18. Miss Gogebakan, still aged 16 and a HSC student, gave evidence in a mature and articulate fashion. She told me that sometime in second term last year, before her 16th birthday, her mother showed her a youth allowance form which she, her mother, had completed. Miss Gogebakan read the form and signed it where required. Miss Gogebakan’s mother already had her passport and birth certificate as supporting documents and she supplied her keycard bank account and her school identification card. She assumed the money was then paid into her mother’s account. As items were required for her schooling her mother would pay for them.
19. Some time later, in August 2005, Miss Gogebakan’s mother asked her to sign one of the forms again “because Centrelink had lost the earlier form”, and again she did so and supplied her identification documents.
20. On each occasion Miss Gogebakan’s mother told her that the documents were lodged at Centrelink.
21. Mrs Gogebakan, who I found to be a credible witness, gave evidence to the same effect. She said that she had taken the first application to Centrelink at Fairfield on 10 May 2005. She said she saw a young woman who took the application. The young woman photocopied the supporting documents and returned the originals to Mrs Gogebakan. The young woman tore off a portion of the application form which is a receipt, and gave this to Mrs Gogebakan. This cannot now be located. Mrs Gogebakan said she was told the documents were to be forwarded to the Ingleburn office for processing. While Mrs Gogebakan remembered that there was a computer on the desk, she could not recall if the clerk had used the computer during her attendance.

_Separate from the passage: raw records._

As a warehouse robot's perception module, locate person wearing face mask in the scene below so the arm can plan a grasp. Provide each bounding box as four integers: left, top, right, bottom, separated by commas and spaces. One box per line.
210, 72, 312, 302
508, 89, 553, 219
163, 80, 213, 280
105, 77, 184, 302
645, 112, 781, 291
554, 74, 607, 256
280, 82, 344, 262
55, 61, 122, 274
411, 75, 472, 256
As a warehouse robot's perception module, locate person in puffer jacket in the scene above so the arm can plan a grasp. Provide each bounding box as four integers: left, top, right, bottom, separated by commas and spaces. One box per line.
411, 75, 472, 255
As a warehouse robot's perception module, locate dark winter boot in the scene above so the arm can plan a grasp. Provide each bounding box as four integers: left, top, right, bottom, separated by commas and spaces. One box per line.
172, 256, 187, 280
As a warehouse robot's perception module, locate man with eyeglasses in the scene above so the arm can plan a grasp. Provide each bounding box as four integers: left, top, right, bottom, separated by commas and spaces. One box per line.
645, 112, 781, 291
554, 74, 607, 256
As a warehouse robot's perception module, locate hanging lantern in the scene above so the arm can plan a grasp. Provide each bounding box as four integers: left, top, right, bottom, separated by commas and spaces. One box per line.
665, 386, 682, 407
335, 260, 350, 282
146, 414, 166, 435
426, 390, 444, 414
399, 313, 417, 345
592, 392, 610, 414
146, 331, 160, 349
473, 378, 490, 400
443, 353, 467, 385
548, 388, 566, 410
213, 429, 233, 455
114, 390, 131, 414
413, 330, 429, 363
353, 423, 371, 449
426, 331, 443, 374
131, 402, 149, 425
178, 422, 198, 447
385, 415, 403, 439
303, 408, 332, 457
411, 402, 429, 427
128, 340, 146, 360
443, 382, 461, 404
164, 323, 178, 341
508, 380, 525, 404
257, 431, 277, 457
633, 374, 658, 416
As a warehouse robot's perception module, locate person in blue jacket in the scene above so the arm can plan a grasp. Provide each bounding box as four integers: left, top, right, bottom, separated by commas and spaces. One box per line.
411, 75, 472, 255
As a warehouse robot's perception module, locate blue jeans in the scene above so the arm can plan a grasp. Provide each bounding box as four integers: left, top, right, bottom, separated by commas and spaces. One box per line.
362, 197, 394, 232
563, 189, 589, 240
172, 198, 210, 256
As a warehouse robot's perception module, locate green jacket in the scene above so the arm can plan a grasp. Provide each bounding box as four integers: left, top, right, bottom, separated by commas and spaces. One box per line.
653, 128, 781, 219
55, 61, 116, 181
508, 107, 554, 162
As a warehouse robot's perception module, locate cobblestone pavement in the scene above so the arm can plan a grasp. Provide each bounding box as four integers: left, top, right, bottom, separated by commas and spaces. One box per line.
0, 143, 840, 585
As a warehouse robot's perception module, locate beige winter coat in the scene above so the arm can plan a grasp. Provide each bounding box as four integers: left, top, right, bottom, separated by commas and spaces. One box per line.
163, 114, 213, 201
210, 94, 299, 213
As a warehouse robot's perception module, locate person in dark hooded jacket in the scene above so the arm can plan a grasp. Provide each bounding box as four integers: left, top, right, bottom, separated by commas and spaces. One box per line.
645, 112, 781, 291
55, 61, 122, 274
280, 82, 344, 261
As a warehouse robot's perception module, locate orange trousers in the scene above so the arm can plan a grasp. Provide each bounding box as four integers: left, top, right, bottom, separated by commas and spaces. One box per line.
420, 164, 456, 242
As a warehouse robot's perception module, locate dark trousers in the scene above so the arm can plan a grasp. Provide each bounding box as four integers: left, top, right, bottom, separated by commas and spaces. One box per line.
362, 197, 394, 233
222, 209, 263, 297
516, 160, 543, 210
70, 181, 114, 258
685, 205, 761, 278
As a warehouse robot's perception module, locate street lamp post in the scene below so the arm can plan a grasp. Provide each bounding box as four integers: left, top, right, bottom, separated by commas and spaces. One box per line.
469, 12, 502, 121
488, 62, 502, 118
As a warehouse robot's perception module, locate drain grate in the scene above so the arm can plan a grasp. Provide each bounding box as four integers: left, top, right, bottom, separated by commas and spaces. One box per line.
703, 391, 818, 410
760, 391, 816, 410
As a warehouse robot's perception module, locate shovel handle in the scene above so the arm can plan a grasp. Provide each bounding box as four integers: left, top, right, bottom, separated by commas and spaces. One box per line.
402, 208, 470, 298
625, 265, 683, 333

22. In support of her contention, Mrs Gogebakan pointed to her calendar on which this attendance is noted. She noted that the SSAT was skeptical about her calendar. She demonstrated that she in fact has 2 calendars, one as a back up if she changes handbags. One version is far more complete than the other and there is a counterpart of that version for 2003 and 2004. Each calendar contained multiple entries and in different pens, but all apparently written by Mrs Gogebakan. I accept that the more detailed calendar is a contemporaneous note made by Mrs Gogebakan.
23. Centrelink has no record of the lodgment of the first application.
24. Mr Larcombe also took me to the investigation by the ARO (T18/33) that purports to set out the lodgment process:
1.“The claim is taken at a reception point.
2.The claim is checked to see if it is complete and has all necessary documents.
3.The receipt of the claim, and the documents provided with the claim (such as proof of identification and any modules), is recorded on the person’s computer record.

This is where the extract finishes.